There may be a situation when, for example, a girl suffering from anorexia is referred to a psychiatrist, and only during treatment and therapy it turns out that one of the many triggers of the disease was a rape. Losing weight was supposed to help in getting rid of all features of the female body, reducing breasts or narrowing the hips. This was supposed to make the girl, in her opinion, “invisible” to male attention and protect her from further such attacks. Such situations require the doctor to be very careful and careful in making a diagnosis, and treatment is then carried out with attention to all comorbid disorders. It is also important which of these diseases was the first (primary), because it itself could predispose to a stronger stress response.

Piotrek’s behavior and the possibility of collecting objective information about the accident made it easier to diagnose post-traumatic stress disorder and its treatment. It is different when the child denies and the parents do not talk about any traumatic event. Such a situation may arise when the parents are the perpetrators of the trauma. They may also not know what happened to the child or downplay their behavior and the fears thus expressed. It hampers the treatment process, but it certainly never prevents it … And then the trauma stops hurting and ceases to be a heavy burden for life …

The boy’s mom is eager to talk about what happened next in their lives:

After consulting a doctor, we decided to start post-traumatic stress treatment with Piotrek. It turned out that he needed drugs first to reduce the most severe symptoms. We were afraid of it, we did not know how it would react to such substances and whether it was too small for them. However, the doctor reassured us that it is safe and that we do not have to worry about anything.

Piotrek quickly began meetings with a child psychologist. It was a very important time for our family. We also often talked to the doctor and the psychologist. They told us what happened to our son, why he was behaving this way, how to support him, not to leave him. Importantly, it turned out that my husband and I also needed such talks to discuss everything that had happened in us since the accident and so that we could also deal with our own wounds. The psychologist first tried to evoke a sense of security in Piotrek. Gradually, also with the help of toys, illustrations and drawings, they tried to face what had happened together and tame and banish all fears. The doctor warned us that we must be patient, because we will have to wait for any results. He was right. But we knew it made sense and we knew we would make it… We were together and that was the most important thing. With time, Piotrek less and less, and then he stopped coming to us at night. He started playing with his friends again. He was calmer. All such small steps were great joy and success for us.

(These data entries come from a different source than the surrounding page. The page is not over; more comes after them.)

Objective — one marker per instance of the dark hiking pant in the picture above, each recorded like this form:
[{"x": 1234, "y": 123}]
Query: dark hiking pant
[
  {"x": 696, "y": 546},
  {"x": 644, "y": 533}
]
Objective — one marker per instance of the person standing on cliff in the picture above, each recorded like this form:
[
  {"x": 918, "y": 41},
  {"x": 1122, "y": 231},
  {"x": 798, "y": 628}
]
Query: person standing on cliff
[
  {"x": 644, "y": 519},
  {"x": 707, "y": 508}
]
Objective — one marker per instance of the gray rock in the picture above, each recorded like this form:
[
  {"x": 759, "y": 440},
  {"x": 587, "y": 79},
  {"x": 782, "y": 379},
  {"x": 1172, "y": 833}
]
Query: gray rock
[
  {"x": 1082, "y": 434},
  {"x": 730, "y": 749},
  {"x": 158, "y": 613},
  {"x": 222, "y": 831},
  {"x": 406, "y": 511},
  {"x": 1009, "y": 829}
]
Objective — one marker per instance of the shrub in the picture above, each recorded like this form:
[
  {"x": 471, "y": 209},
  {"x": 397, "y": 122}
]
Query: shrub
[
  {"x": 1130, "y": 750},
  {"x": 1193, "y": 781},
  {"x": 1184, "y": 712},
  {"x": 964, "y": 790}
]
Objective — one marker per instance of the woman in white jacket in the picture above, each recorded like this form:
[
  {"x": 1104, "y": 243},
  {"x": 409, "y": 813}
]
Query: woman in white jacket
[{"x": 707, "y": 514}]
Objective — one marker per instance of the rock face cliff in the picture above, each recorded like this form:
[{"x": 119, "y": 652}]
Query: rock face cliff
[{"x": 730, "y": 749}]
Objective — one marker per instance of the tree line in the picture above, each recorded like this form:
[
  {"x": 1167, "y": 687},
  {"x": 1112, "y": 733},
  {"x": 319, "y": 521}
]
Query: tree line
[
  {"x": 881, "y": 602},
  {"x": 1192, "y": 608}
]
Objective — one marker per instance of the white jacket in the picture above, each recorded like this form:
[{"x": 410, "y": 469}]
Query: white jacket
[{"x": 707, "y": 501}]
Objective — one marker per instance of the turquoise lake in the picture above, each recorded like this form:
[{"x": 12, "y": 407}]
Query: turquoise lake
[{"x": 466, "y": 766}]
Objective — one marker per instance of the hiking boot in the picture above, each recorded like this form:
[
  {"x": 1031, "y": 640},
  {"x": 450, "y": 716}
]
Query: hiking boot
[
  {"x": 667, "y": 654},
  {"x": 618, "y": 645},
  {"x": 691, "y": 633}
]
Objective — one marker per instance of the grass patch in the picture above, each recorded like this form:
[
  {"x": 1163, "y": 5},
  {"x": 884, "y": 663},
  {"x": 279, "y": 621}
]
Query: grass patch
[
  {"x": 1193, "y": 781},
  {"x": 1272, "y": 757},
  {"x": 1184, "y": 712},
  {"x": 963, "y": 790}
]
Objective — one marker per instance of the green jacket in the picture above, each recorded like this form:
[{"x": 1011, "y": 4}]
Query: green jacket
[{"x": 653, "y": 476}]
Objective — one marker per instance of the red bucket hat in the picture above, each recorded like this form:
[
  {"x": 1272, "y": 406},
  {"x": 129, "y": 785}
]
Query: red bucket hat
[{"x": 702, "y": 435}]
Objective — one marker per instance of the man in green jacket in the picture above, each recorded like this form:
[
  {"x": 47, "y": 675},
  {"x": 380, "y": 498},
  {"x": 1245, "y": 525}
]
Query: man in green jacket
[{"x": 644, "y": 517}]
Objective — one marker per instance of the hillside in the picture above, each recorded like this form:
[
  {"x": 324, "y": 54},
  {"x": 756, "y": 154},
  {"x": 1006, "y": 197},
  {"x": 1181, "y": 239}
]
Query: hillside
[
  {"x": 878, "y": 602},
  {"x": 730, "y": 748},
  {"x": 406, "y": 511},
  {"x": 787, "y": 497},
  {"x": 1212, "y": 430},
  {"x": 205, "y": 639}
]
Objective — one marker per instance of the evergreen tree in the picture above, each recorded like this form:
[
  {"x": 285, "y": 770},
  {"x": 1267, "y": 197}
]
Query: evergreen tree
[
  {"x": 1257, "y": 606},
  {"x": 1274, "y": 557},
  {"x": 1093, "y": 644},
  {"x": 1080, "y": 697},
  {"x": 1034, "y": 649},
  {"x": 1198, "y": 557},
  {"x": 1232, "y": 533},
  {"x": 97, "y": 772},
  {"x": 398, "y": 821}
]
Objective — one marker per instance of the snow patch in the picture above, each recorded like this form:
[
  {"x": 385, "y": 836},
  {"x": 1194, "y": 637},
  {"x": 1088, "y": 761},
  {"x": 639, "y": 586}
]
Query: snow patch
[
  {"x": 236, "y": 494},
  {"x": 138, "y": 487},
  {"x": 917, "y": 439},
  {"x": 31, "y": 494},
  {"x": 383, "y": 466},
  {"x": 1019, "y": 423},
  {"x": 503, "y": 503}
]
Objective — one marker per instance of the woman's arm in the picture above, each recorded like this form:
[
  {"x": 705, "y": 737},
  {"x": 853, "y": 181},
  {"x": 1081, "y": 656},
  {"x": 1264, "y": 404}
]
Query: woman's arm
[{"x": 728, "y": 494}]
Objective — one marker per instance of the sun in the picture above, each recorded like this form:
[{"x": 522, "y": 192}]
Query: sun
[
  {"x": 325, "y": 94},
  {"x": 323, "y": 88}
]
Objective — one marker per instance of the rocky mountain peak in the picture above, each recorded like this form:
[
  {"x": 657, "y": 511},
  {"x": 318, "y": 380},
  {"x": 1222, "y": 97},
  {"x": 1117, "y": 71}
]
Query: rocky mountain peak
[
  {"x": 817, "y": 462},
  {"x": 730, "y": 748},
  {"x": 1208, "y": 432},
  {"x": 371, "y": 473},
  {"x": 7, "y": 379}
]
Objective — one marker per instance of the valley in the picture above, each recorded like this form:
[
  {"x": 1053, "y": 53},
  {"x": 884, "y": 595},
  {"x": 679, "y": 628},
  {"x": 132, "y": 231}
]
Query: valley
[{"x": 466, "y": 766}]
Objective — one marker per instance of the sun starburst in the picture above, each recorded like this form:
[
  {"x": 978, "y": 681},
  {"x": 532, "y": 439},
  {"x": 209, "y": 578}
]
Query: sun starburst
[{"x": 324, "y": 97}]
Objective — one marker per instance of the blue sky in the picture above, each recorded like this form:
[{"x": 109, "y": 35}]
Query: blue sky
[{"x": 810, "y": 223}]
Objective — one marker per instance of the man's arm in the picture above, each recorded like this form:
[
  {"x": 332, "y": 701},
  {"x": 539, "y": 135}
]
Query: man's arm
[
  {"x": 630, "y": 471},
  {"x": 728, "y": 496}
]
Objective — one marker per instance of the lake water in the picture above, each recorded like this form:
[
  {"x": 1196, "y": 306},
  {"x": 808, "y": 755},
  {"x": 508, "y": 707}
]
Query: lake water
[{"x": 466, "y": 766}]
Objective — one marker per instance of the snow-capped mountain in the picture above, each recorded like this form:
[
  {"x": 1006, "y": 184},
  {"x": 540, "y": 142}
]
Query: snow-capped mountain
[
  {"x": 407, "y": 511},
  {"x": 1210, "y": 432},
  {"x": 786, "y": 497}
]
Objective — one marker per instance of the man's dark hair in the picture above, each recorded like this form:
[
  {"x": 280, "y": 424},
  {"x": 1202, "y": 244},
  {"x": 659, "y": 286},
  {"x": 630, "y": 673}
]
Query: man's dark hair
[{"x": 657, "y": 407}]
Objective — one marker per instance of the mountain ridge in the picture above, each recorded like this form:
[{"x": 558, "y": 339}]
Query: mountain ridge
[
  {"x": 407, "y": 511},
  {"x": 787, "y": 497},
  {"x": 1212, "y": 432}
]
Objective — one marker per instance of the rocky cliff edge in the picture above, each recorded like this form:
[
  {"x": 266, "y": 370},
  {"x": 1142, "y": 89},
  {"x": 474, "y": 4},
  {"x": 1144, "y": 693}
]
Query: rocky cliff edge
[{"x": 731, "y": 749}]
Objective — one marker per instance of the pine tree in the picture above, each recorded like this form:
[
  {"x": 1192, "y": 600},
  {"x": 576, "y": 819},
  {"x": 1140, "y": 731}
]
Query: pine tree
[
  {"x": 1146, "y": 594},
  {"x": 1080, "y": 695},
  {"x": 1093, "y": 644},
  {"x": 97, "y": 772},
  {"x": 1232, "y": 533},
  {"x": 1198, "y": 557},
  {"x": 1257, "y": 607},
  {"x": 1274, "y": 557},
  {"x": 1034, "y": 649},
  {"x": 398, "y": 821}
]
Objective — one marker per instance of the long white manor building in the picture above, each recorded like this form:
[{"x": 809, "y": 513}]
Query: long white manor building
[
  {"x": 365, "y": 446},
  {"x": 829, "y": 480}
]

Of course, it wasn’t always so “rosy”. Sometimes we took two steps forward and one step back. Piotrek sometimes gave up, he did not want to come to these meetings. We tried to be patient and we knew it was also some kind of manifestation of his pain. We understood how horrible this accident was for him and what happened to him when he saw me unconscious. It is hard for me to imagine how terrible it was for such a little child. We are still seeing the psychologist. We regularly, though less frequently, see a child psychiatrist who continues to prescribe the boy the medications he started taking at the beginning of treatment. Tolerates them well all this time. And the doctor reassures us that it must be a long-term therapy. We try to be vigilant and observe whether this trauma will have an impact on Piotr’s further development, but we do not keep him secret. He would have opposed it himself. He is curious about everything. I think we’ll all come out stronger …

Text: lek. Anna Zielińska

Literature:

Amercian Academy of Child and Adolescent Psychiatry: „Practice Parameter for the Assessment and Treatment of Children and Adolescents With Posttraumatic Stress Disorder” J. Am. Acad. Child Adolesc. Psychiatry, 2010;49(4):414 – 430.